RE: THE SHUTTER RELEASE
March 15, 2014
“A square kilometer of hell,” the BBC called it. Feet, cut off. Lit cigarette ends. Drills. Abu Ghraib —
I’ve been told it means “father of strangers," but the Google replicates anglicized Arabic
into the English fill form where a father of strangers becomes a father of strangers, where babel begins
to rend sense. Abu Ghraib — where along the walls Saddam Hussein’s wise sayings are painted.
Where art says “There is no life without the sun.” I’m writing this to you from West Texas,
a decade after our eyes turned inside out: that new Christ, electrocuted, hooded. My students here
don’t know Abu Ghraib: West Texas has its own sun; it burns hotter, closer than the other one.
I’ve stopped making pictures. It’s the difference, in my body, between a button and a release; a click:
a consequence of an action, not the memory of an action. The other day my buddy told me about a book
he’s reading, in which the writer describes crying while he watches OJ’s Bronco drive. Why are you crying,
his kid asks. And the writer says: I remember the light. The speed of the white flat top of that getaway truck
against L.A.’s eternal concrete, a moving mirror. I remember the light, too — high-school journalism
class stopped; we wheeled in a T.V. cart. I was a child. My dad had died. All I wanted was to sleep.

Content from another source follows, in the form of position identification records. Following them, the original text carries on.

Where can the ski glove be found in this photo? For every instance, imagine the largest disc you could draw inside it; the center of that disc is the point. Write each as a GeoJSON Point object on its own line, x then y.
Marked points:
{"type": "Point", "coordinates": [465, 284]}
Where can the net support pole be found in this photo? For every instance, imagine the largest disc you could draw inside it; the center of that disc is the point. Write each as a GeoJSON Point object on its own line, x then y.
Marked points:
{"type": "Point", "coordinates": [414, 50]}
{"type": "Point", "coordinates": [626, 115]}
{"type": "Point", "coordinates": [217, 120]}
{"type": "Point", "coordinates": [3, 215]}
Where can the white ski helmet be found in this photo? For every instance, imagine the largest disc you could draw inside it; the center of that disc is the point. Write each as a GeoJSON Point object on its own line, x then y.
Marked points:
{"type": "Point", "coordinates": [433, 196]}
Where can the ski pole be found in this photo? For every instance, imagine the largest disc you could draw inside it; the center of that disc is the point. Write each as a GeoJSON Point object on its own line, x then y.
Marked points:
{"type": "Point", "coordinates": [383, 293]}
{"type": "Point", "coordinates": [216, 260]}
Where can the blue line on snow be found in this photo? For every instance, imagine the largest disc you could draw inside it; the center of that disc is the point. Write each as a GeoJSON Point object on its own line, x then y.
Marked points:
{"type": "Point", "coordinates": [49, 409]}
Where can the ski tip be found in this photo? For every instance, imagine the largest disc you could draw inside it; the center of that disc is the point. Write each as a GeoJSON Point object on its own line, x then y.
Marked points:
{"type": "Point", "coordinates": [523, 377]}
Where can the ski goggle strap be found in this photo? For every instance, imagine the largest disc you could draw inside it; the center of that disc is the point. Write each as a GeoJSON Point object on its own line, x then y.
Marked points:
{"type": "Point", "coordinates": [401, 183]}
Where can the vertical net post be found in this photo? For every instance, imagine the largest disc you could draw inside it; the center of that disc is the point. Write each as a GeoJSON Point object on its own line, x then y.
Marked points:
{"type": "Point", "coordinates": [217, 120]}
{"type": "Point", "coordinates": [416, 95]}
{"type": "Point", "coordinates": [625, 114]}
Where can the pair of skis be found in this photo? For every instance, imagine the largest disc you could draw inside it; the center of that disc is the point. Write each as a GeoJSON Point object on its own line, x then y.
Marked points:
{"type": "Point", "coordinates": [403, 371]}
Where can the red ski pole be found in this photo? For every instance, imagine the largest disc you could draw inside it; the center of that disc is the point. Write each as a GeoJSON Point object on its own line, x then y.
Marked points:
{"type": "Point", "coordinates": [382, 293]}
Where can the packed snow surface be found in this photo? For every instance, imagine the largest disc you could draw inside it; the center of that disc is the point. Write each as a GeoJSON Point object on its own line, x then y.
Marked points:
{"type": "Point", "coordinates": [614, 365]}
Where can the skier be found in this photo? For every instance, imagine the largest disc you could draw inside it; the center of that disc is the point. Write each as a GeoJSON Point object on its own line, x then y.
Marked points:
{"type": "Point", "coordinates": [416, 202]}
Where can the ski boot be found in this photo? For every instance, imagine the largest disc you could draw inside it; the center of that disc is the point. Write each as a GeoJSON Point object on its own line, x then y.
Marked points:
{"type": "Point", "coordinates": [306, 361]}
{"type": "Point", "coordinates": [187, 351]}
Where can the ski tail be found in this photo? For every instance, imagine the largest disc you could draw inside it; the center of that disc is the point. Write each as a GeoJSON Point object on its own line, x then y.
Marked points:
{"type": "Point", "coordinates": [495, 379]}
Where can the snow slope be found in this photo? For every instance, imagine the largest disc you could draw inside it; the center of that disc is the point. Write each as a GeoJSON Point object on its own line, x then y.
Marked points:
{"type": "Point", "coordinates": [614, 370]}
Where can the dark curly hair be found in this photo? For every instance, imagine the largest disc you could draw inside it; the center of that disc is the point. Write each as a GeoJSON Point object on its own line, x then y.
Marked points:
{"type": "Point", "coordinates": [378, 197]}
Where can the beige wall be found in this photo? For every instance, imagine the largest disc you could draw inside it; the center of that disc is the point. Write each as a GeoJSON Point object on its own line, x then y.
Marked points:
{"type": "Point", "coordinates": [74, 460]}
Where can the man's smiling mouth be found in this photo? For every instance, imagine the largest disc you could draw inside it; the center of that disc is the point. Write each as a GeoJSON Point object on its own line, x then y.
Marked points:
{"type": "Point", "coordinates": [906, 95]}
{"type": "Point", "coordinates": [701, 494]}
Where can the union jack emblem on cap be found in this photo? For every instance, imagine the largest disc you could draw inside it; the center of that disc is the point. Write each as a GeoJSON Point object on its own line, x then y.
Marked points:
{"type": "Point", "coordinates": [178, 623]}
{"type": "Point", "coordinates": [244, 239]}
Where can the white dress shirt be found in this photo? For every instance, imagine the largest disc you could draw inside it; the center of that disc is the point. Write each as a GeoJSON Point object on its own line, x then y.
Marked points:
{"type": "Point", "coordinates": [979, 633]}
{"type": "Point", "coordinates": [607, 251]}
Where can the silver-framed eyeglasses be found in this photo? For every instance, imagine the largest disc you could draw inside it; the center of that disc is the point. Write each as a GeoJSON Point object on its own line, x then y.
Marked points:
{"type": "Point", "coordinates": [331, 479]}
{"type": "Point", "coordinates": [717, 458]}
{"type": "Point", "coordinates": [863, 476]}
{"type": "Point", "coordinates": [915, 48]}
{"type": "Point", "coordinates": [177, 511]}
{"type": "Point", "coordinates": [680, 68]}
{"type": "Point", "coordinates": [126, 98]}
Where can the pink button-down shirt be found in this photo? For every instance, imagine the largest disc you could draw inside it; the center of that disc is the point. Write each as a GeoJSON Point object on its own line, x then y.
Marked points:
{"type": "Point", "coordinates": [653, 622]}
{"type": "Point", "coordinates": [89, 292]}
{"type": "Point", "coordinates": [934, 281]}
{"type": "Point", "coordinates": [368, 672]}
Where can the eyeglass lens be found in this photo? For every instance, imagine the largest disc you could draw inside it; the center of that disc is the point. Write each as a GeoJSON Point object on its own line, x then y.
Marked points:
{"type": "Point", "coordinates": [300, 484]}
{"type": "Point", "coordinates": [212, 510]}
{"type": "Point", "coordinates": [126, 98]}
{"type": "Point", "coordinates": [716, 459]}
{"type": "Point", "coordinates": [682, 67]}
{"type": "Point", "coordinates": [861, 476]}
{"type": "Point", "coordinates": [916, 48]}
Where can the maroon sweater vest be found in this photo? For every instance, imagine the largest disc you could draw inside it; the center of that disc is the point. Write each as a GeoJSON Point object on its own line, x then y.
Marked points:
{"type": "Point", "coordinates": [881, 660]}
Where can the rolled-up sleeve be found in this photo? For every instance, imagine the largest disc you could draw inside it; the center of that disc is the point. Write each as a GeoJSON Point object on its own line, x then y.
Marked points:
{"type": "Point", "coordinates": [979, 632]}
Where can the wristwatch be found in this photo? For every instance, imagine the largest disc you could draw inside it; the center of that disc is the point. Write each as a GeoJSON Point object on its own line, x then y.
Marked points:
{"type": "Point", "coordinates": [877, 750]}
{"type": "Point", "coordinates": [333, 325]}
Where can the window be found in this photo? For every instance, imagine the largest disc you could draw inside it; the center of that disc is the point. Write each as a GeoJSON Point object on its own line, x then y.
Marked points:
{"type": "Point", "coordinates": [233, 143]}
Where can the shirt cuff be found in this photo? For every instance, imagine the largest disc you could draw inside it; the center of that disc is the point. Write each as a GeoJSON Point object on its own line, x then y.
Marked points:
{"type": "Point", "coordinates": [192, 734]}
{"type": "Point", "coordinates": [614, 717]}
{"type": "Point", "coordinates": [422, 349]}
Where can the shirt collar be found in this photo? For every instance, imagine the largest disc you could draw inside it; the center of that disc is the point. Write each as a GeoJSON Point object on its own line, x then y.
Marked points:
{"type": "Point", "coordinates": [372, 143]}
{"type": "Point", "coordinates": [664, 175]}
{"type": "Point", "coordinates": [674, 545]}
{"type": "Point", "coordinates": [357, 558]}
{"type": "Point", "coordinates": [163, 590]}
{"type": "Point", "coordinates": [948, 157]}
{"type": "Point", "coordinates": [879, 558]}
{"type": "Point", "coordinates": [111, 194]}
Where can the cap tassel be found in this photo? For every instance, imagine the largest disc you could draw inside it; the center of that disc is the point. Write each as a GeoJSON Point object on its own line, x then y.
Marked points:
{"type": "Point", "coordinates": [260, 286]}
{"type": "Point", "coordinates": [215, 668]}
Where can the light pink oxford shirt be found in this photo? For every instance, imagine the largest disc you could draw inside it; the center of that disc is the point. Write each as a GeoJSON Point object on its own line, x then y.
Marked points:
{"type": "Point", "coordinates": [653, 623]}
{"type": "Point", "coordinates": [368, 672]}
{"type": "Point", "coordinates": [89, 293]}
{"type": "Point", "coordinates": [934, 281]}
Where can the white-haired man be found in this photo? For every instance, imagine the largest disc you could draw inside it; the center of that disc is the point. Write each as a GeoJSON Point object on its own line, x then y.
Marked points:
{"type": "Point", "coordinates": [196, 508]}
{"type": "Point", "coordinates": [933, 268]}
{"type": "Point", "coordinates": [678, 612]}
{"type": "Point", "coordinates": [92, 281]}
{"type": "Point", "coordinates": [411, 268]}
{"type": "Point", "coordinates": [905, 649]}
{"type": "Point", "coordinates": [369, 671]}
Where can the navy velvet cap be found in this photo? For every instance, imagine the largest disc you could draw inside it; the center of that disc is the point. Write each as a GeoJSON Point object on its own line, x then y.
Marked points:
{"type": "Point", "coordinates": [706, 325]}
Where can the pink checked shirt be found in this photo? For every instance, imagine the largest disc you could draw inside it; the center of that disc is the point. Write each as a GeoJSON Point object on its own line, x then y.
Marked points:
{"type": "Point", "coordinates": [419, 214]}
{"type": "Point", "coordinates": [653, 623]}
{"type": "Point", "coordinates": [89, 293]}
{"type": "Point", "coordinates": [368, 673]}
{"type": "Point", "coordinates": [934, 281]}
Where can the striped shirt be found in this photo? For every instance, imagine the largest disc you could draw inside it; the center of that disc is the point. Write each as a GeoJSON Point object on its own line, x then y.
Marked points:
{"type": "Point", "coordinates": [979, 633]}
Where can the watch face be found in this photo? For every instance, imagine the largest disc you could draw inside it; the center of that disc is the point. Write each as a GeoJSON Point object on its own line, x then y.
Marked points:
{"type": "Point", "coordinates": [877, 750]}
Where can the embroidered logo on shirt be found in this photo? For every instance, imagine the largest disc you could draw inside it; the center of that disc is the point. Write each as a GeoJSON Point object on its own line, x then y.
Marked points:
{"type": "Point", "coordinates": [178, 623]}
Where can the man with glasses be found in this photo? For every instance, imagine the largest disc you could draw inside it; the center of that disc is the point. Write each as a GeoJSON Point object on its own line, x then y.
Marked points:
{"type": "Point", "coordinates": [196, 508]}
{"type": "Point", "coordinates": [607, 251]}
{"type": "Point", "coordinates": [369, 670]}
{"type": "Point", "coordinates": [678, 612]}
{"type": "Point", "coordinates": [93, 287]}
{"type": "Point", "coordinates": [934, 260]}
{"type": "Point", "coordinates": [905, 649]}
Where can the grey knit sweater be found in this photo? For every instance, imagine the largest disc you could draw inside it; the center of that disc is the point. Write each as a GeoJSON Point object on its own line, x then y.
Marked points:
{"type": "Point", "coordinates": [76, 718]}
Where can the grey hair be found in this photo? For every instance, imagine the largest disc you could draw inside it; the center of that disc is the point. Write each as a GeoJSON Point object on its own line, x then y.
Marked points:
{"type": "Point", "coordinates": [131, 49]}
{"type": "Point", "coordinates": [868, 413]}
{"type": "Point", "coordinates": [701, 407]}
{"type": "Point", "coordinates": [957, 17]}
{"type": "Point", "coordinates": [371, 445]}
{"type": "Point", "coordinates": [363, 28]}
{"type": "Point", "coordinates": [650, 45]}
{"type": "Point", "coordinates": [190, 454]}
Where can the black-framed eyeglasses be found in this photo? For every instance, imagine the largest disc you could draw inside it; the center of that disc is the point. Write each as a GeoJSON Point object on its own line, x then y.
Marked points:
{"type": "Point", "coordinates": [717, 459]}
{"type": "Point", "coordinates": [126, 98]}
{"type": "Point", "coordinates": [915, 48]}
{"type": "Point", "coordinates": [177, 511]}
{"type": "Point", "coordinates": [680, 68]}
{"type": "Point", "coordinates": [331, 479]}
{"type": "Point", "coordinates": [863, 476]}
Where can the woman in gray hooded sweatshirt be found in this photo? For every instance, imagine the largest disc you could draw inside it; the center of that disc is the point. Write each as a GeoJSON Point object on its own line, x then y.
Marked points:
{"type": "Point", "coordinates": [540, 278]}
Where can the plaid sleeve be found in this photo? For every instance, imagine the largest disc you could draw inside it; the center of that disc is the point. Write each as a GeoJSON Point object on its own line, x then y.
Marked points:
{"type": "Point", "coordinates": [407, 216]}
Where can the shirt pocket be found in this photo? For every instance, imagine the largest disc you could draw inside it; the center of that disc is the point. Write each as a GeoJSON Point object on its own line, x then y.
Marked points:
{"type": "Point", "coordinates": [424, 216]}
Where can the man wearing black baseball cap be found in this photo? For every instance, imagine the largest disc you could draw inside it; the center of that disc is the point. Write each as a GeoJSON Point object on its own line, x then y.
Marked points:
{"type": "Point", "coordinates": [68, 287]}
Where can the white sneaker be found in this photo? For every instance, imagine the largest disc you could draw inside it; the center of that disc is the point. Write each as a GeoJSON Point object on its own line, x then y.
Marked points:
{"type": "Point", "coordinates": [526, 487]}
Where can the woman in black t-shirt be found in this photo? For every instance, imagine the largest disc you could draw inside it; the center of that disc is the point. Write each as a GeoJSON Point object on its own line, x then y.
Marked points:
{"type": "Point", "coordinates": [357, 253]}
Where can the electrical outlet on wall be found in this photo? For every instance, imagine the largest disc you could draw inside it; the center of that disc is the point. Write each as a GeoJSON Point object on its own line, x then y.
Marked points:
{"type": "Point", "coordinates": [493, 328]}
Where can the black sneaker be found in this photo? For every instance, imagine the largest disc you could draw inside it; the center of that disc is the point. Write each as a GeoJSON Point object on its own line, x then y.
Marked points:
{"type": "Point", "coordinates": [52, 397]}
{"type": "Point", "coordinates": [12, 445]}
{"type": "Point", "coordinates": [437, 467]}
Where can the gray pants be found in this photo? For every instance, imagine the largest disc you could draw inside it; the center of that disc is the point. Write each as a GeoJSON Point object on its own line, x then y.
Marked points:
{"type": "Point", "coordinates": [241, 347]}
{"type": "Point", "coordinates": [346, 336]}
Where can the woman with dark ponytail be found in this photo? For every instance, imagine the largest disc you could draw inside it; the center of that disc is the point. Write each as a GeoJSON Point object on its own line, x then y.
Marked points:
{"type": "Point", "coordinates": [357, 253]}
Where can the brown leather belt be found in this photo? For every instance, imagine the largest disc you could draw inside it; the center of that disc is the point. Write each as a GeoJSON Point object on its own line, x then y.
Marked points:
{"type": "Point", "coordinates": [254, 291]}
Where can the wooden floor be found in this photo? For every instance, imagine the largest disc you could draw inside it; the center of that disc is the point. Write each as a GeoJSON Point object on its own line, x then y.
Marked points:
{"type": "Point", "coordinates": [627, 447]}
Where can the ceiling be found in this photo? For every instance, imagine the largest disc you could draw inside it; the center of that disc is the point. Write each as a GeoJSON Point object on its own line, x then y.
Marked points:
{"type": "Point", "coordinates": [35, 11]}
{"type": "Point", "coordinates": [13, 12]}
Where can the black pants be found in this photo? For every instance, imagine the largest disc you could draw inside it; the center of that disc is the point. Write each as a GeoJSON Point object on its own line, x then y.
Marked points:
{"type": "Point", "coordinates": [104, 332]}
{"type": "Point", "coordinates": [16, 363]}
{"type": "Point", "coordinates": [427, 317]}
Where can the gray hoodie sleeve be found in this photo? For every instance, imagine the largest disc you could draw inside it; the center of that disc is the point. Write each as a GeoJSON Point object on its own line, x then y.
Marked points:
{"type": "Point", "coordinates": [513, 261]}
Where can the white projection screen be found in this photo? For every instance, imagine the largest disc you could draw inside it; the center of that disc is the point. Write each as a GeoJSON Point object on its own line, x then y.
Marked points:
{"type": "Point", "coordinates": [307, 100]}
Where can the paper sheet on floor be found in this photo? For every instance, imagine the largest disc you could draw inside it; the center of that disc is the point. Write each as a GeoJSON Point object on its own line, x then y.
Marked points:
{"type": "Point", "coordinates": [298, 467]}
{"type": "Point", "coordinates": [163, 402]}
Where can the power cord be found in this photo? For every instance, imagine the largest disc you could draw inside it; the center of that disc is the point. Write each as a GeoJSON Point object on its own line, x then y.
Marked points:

Abu Ghraib holds 15,000; so did my little town. We had a Walmart and, then, a Super Walmart.
A big park with a lake and once a year we’d race hot air balloons across the sky and the blue hour water.
It was after that, after OJ, that news changed. That stories changed. That days changed
into drills. I don’t know how to tell you what quiet is. I will say it allows for a choice to be made.
What does it mean, to be a father of strangers? That you don’t recognize what you have born?
Or that you do, then turn to number the stars, knowing so shall your seed be, nameless and bastard.